The second important reason is that studies take time. If outsourcing, it is reasonable to expect six months, end to end, for a short study to be planned, designed, scheduled, and conducted. Three months would be a heroic effort and require, at the very least, an established relationship with a friendly CRO that has resources held back to support the investor. While large institutional rounds of fundraising can certainly take six months to come together, early stage investment is a lot faster than that. Any investor that took months to decide whether they even liked the science would lose the best deals to other investors: the present venture capital industry clearly demonstrates that investors can move fast and be successful enough to convince limited partners to fund them. Speed is a competitive advantage.
Lastly, biotech investors, either individual or institutional, largely have a poor understanding of the science involved in any given project. This is not the image that biotech funds like to present, but it is definitely the reality under the hood. Very few funds employ people with a strong grasp of any specific part of the field, and even then it is a roll of the dice as to whether an interesting company is based on science that is easily understood by the fund consultants and employees. This is not an environment in which an investor could be expected to know how to arrange, design, and run a replication study. Investors are not the subject matter experts in the room - the experts are all in the company they are deciding whether or not to invest in.
In other words, VC's can be snowed.
I totally agree with Reason. The only thing I could add is that the investors often are looking at and copying each other( there's a game theory explanation). This leads a form of here-like mentality with outright ridiculous effects , like increasing stock price because the company added "block chain" to the name
I think reason 2 - that trials cost more than 10k and take at least half a year is why it is important to further develop the "lifespan machine" from worms to daphnia, or even killifish.
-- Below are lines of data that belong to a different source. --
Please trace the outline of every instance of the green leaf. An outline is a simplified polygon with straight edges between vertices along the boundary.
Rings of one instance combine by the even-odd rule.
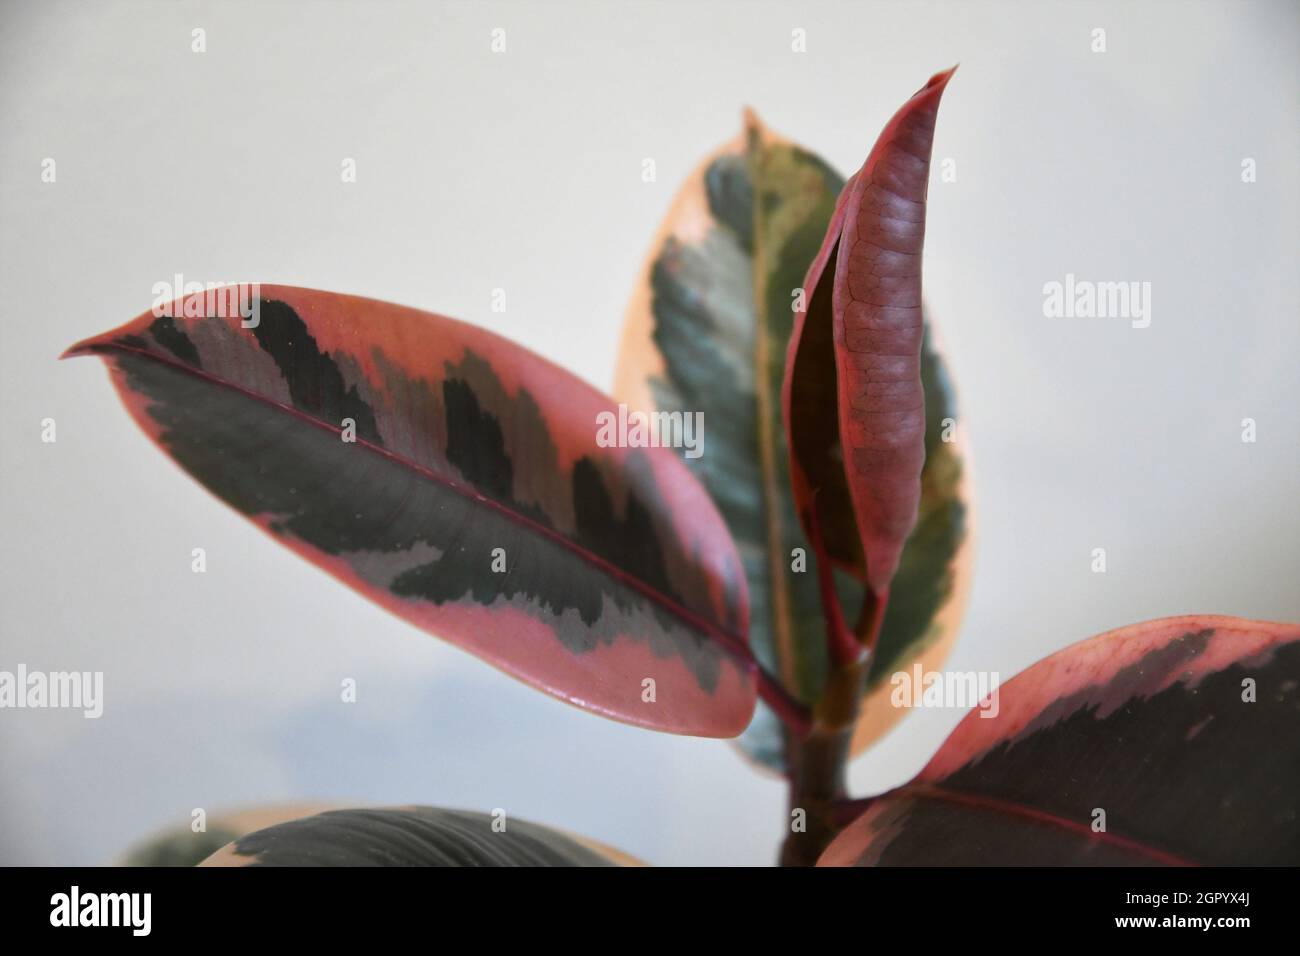
[[[752,115],[746,126],[688,178],[661,226],[629,307],[615,392],[637,408],[704,413],[705,453],[688,463],[740,548],[750,645],[809,702],[825,680],[825,628],[813,550],[790,488],[781,385],[795,290],[844,180]],[[885,704],[882,682],[923,653],[945,651],[964,601],[971,542],[962,446],[941,440],[955,400],[929,329],[922,377],[929,457],[920,514],[891,589],[855,752],[900,713]],[[795,549],[807,562],[802,572],[793,570]],[[839,572],[837,584],[851,615],[862,586]],[[740,745],[785,768],[783,729],[766,706]]]

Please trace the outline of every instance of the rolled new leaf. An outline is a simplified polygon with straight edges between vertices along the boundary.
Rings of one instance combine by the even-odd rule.
[[[888,593],[921,494],[921,249],[935,119],[952,72],[903,105],[845,186],[786,355],[783,407],[804,527],[810,536],[819,527],[819,548],[876,595]]]
[[[68,354],[102,357],[217,497],[399,617],[607,717],[744,729],[744,572],[672,450],[602,447],[609,399],[454,319],[254,301],[198,293]]]
[[[989,696],[819,865],[1295,866],[1298,713],[1300,625],[1111,631]]]
[[[844,178],[815,153],[764,126],[747,111],[744,132],[708,156],[686,179],[656,235],[629,304],[615,395],[634,408],[699,409],[709,425],[708,454],[687,464],[713,497],[736,540],[749,579],[750,644],[792,693],[815,700],[826,677],[826,622],[817,562],[797,514],[786,430],[780,421],[793,290],[827,234]],[[829,343],[829,323],[827,323]],[[942,438],[957,415],[956,393],[936,330],[927,320],[921,351],[926,458],[917,525],[903,550],[876,645],[862,719],[861,751],[907,711],[889,705],[889,675],[913,662],[937,667],[957,633],[974,550],[974,501],[964,431]],[[803,434],[829,422],[829,398],[801,413]],[[805,387],[801,395],[809,394]],[[948,436],[949,439],[954,436]],[[828,462],[842,462],[838,454]],[[844,488],[842,516],[829,534],[857,543]],[[807,563],[800,565],[796,556]],[[864,586],[837,574],[852,614]],[[766,766],[786,769],[783,725],[760,702],[737,741]]]
[[[331,810],[241,836],[203,866],[619,866],[639,861],[548,827],[441,807]]]

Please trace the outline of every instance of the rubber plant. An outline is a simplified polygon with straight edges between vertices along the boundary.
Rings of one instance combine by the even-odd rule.
[[[615,391],[703,413],[698,458],[598,440],[620,402],[499,336],[348,295],[261,285],[250,321],[191,294],[67,354],[104,359],[163,452],[393,614],[604,717],[738,737],[789,781],[782,863],[1300,862],[1295,625],[1076,644],[911,783],[848,793],[902,712],[889,676],[938,666],[969,582],[967,453],[921,299],[951,77],[847,181],[752,114],[688,179]],[[465,811],[301,813],[218,825],[208,862],[635,862]],[[131,859],[191,855],[169,838]]]

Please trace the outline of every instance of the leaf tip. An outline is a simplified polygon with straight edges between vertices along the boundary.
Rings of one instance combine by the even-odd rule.
[[[69,345],[59,355],[59,361],[70,358],[79,358],[82,355],[103,355],[113,348],[127,347],[132,341],[132,336],[136,332],[136,327],[146,319],[152,317],[146,312],[143,316],[138,316],[124,325],[115,329],[109,329],[107,332],[100,332],[98,335],[90,335]]]
[[[767,142],[771,138],[771,133],[752,106],[746,105],[740,111],[741,122],[744,125],[744,141],[749,144],[750,148]]]
[[[952,75],[957,72],[957,67],[959,66],[961,66],[960,63],[954,63],[948,69],[940,70],[934,76],[930,77],[925,81],[925,86],[921,87],[912,95],[912,99],[926,97],[937,102],[939,97],[943,95],[944,89],[948,86],[948,81],[952,79]]]
[[[95,351],[96,340],[98,338],[99,336],[92,336],[88,339],[82,339],[80,342],[73,345],[69,345],[59,353],[59,361],[62,362],[64,359],[78,358],[82,355],[93,354]]]

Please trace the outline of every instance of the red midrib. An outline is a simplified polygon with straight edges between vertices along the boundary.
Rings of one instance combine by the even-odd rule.
[[[207,372],[199,368],[194,368],[192,365],[187,365],[184,362],[180,362],[175,359],[168,358],[167,356],[164,355],[159,355],[156,352],[151,352],[148,349],[142,349],[134,345],[125,345],[120,342],[93,343],[90,345],[81,346],[77,351],[69,351],[65,354],[64,357],[69,357],[69,356],[75,357],[77,355],[82,355],[87,352],[94,353],[94,352],[111,352],[111,351],[128,352],[128,353],[134,353],[143,356],[144,358],[147,358],[150,361],[158,362],[161,365],[166,365],[170,368],[174,368],[179,371],[185,372],[189,375],[193,375],[196,378],[201,378],[204,381],[210,382],[213,385],[217,385],[222,388],[231,389],[235,392],[238,392],[239,394],[243,395],[246,398],[252,399],[254,401],[262,402],[265,405],[274,406],[275,408],[281,409],[282,411],[287,412],[288,414],[293,415],[304,422],[308,422],[309,424],[315,425],[317,428],[321,428],[327,432],[330,432],[331,434],[335,434],[335,435],[342,434],[343,431],[342,428],[339,428],[335,425],[331,425],[330,423],[322,421],[319,418],[315,418],[314,416],[309,415],[306,412],[302,411],[301,409],[295,408],[292,405],[285,405],[283,402],[275,401],[274,399],[268,398],[265,395],[252,391],[251,389],[246,388],[243,385],[239,385],[235,382],[229,382],[224,378],[218,378],[216,375],[213,375],[211,372]],[[487,498],[482,494],[480,494],[479,492],[475,491],[473,488],[467,487],[458,481],[454,481],[447,475],[441,475],[438,472],[433,471],[432,469],[426,468],[424,465],[421,465],[418,462],[411,461],[409,458],[403,458],[401,455],[396,455],[393,452],[389,451],[388,449],[382,448],[379,445],[376,445],[373,442],[368,441],[367,439],[361,436],[356,436],[355,443],[357,445],[369,449],[371,452],[377,455],[382,455],[385,458],[389,459],[390,461],[396,462],[397,464],[405,468],[411,469],[412,471],[416,472],[418,475],[420,475],[421,477],[425,478],[428,481],[432,481],[436,484],[443,485],[444,487],[451,489],[456,494],[459,494],[464,498],[468,498],[481,505],[485,505],[488,508],[492,508],[495,511],[499,512],[500,514],[506,515],[507,517],[518,522],[519,524],[524,525],[535,534],[549,538],[550,540],[559,544],[561,547],[564,547],[574,552],[575,554],[579,555],[584,561],[588,562],[589,564],[595,565],[597,568],[604,571],[610,577],[626,585],[627,587],[633,589],[639,594],[642,594],[649,600],[653,601],[655,604],[658,604],[659,606],[663,607],[665,610],[681,618],[685,623],[696,628],[697,630],[703,631],[705,634],[714,638],[719,643],[724,645],[733,654],[743,658],[746,662],[751,662],[753,660],[753,657],[750,654],[749,646],[748,644],[746,644],[743,638],[739,637],[738,635],[732,634],[730,631],[727,631],[721,626],[714,624],[712,621],[702,617],[701,615],[697,614],[695,611],[692,611],[689,608],[684,607],[683,605],[679,604],[677,601],[670,598],[668,595],[664,594],[662,591],[656,590],[655,588],[647,584],[645,581],[641,580],[640,578],[632,574],[629,574],[627,571],[623,570],[618,565],[613,564],[608,559],[600,556],[599,554],[596,554],[591,549],[584,547],[583,545],[574,541],[572,538],[569,538],[567,535],[561,534],[560,532],[556,531],[554,528],[549,528],[544,524],[534,521],[532,518],[528,517],[527,515],[520,514],[518,511],[513,511],[510,508],[507,508],[505,505],[501,504],[499,501],[494,501],[491,498]]]
[[[1026,806],[1022,803],[1016,803],[1013,800],[1006,800],[1002,797],[991,797],[983,794],[962,793],[958,790],[949,790],[945,787],[931,783],[909,783],[904,784],[897,790],[890,791],[890,795],[918,797],[924,800],[936,800],[944,803],[955,803],[968,807],[976,807],[981,810],[991,810],[994,813],[1001,813],[1007,816],[1019,817],[1025,820],[1033,820],[1036,823],[1042,823],[1047,826],[1057,827],[1058,829],[1068,830],[1071,833],[1078,834],[1095,843],[1105,843],[1108,846],[1118,847],[1128,850],[1140,856],[1145,856],[1151,860],[1163,863],[1167,866],[1199,866],[1190,860],[1185,860],[1173,853],[1167,853],[1164,850],[1149,846],[1137,840],[1131,840],[1128,837],[1111,833],[1109,830],[1100,833],[1095,832],[1092,827],[1080,823],[1078,820],[1071,820],[1068,817],[1058,816],[1047,810],[1040,810],[1037,807]]]

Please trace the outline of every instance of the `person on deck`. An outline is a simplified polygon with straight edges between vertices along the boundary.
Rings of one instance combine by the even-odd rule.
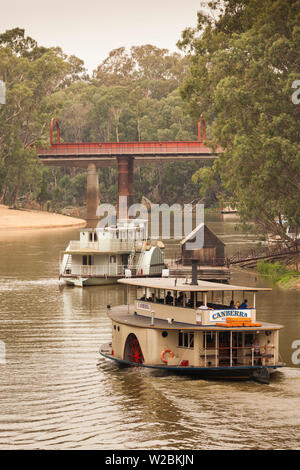
[[[270,362],[272,357],[274,357],[274,345],[268,339],[267,344],[265,345],[265,358],[266,362]]]
[[[239,306],[239,308],[248,308],[247,302],[248,302],[248,300],[245,299],[244,302],[241,303],[241,305]]]
[[[254,364],[261,366],[260,345],[257,339],[253,341],[252,348],[254,350]]]
[[[166,295],[166,304],[172,304],[173,303],[173,297],[171,296],[171,292],[168,291]]]
[[[176,305],[182,306],[183,305],[183,293],[180,292],[179,296],[176,299]]]

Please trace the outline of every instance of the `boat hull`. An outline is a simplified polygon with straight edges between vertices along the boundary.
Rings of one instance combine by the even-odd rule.
[[[104,349],[107,345],[103,345]],[[192,367],[192,366],[168,366],[168,365],[147,365],[125,361],[114,357],[100,348],[100,354],[106,359],[111,359],[121,366],[143,367],[147,369],[162,371],[174,375],[190,376],[206,380],[255,380],[261,383],[269,383],[270,375],[276,371],[276,366],[233,366],[233,367]]]
[[[74,277],[74,278],[62,278],[63,281],[68,285],[68,286],[74,286],[74,287],[86,287],[86,286],[106,286],[110,284],[116,284],[118,282],[118,277],[117,278],[106,278],[106,277],[88,277],[88,278],[82,278],[82,277]]]
[[[137,276],[132,276],[137,277]],[[157,277],[157,274],[148,274],[145,276],[138,276],[139,278],[141,277]],[[65,277],[65,276],[60,276],[60,279],[62,279],[67,285],[69,286],[75,286],[75,287],[86,287],[86,286],[106,286],[106,285],[111,285],[111,284],[117,284],[118,279],[122,279],[122,276],[113,276],[113,277]]]

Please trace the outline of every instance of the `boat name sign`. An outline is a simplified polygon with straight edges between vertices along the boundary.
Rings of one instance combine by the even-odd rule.
[[[226,321],[226,317],[251,318],[251,309],[213,310],[209,317],[211,322]]]
[[[140,308],[141,310],[148,310],[150,312],[151,310],[151,305],[146,304],[145,302],[138,302],[137,303],[137,308]]]

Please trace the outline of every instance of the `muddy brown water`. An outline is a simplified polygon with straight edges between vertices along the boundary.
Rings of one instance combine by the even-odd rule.
[[[227,253],[254,246],[218,214],[207,221]],[[111,338],[106,305],[121,285],[85,289],[58,281],[58,255],[78,230],[0,238],[1,449],[299,449],[300,290],[258,295],[258,319],[284,324],[287,367],[269,385],[119,369],[98,354]],[[166,256],[176,251],[167,244]],[[236,270],[232,283],[269,285]],[[299,353],[300,357],[300,353]]]

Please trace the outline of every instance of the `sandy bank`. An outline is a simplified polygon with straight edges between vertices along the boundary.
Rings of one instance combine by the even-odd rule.
[[[0,205],[0,232],[23,229],[85,227],[86,221],[50,212],[14,210]]]

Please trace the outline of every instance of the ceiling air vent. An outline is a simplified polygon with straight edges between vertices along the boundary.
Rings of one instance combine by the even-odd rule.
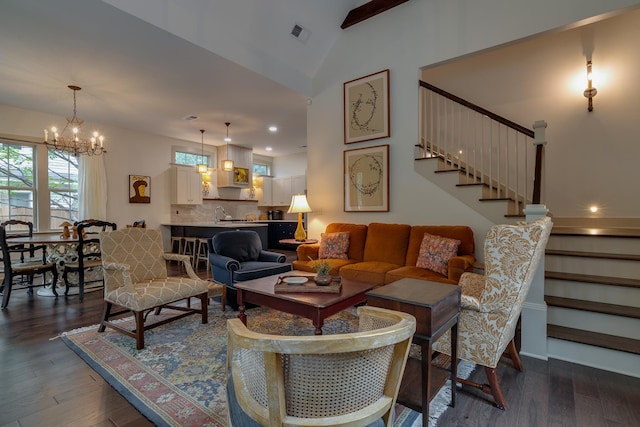
[[[300,40],[302,43],[306,43],[309,40],[309,35],[311,32],[306,28],[302,28],[300,25],[295,24],[293,29],[291,30],[291,35],[296,39]]]
[[[190,114],[188,116],[184,116],[182,118],[182,120],[188,120],[188,121],[190,121],[190,120],[198,120],[198,116],[194,116],[193,114]]]

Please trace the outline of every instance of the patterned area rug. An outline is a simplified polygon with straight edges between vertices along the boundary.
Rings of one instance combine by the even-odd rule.
[[[158,318],[168,315],[164,310]],[[97,325],[62,334],[64,342],[98,372],[134,407],[158,426],[226,426],[226,320],[237,312],[209,308],[209,323],[197,315],[159,326],[145,333],[145,348],[135,340]],[[247,311],[249,328],[264,333],[313,335],[311,321],[258,307]],[[131,320],[124,320],[131,322]],[[328,318],[325,334],[354,331],[355,311]],[[414,352],[415,353],[415,352]],[[467,377],[474,365],[461,364],[458,376]],[[450,387],[445,385],[432,400],[430,425],[446,410]],[[420,426],[421,414],[396,407],[397,427]]]

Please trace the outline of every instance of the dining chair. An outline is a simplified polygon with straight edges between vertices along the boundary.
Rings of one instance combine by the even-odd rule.
[[[87,219],[75,223],[78,232],[78,245],[76,246],[77,259],[64,264],[62,278],[65,283],[64,294],[69,294],[71,283],[69,273],[76,273],[78,281],[78,298],[84,300],[84,285],[87,283],[102,282],[104,286],[104,274],[100,271],[91,280],[86,280],[89,270],[98,272],[102,270],[102,254],[100,252],[100,233],[106,230],[115,230],[117,226],[113,222]]]
[[[7,232],[7,239],[9,244],[9,253],[19,253],[20,262],[25,261],[25,254],[29,254],[27,261],[34,261],[36,258],[36,251],[42,251],[40,257],[44,260],[45,257],[45,245],[34,245],[23,243],[12,245],[11,239],[15,237],[33,237],[33,223],[30,221],[20,221],[17,219],[10,219],[4,221],[2,225]]]
[[[0,286],[0,292],[2,292],[2,309],[5,309],[9,305],[9,298],[11,297],[11,291],[14,286],[16,289],[27,288],[32,291],[35,286],[48,285],[46,283],[46,273],[51,273],[51,288],[54,295],[57,297],[56,284],[58,282],[58,270],[54,263],[48,263],[42,259],[31,259],[24,262],[18,262],[18,260],[11,259],[10,245],[7,244],[7,230],[4,225],[0,225],[0,246],[2,250],[2,268],[3,268],[3,280]],[[42,275],[42,283],[34,285],[34,276]]]
[[[227,320],[229,426],[392,426],[416,319],[358,307],[358,331],[263,334]]]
Sure they are not mammalian models like mice, but they should at least provide a good sanity check. And fish have got to be easier to maintain than mice?
I don't know if it has been discussed a lot, but longevity might be suffering from a design, build, test, learn cycle problem. Senolytics seem to have gone almost nowhere over the past decade, despite promising results in mice.
Would things be different if there were also positive and negative test results in dahina and killifish for each senolytic?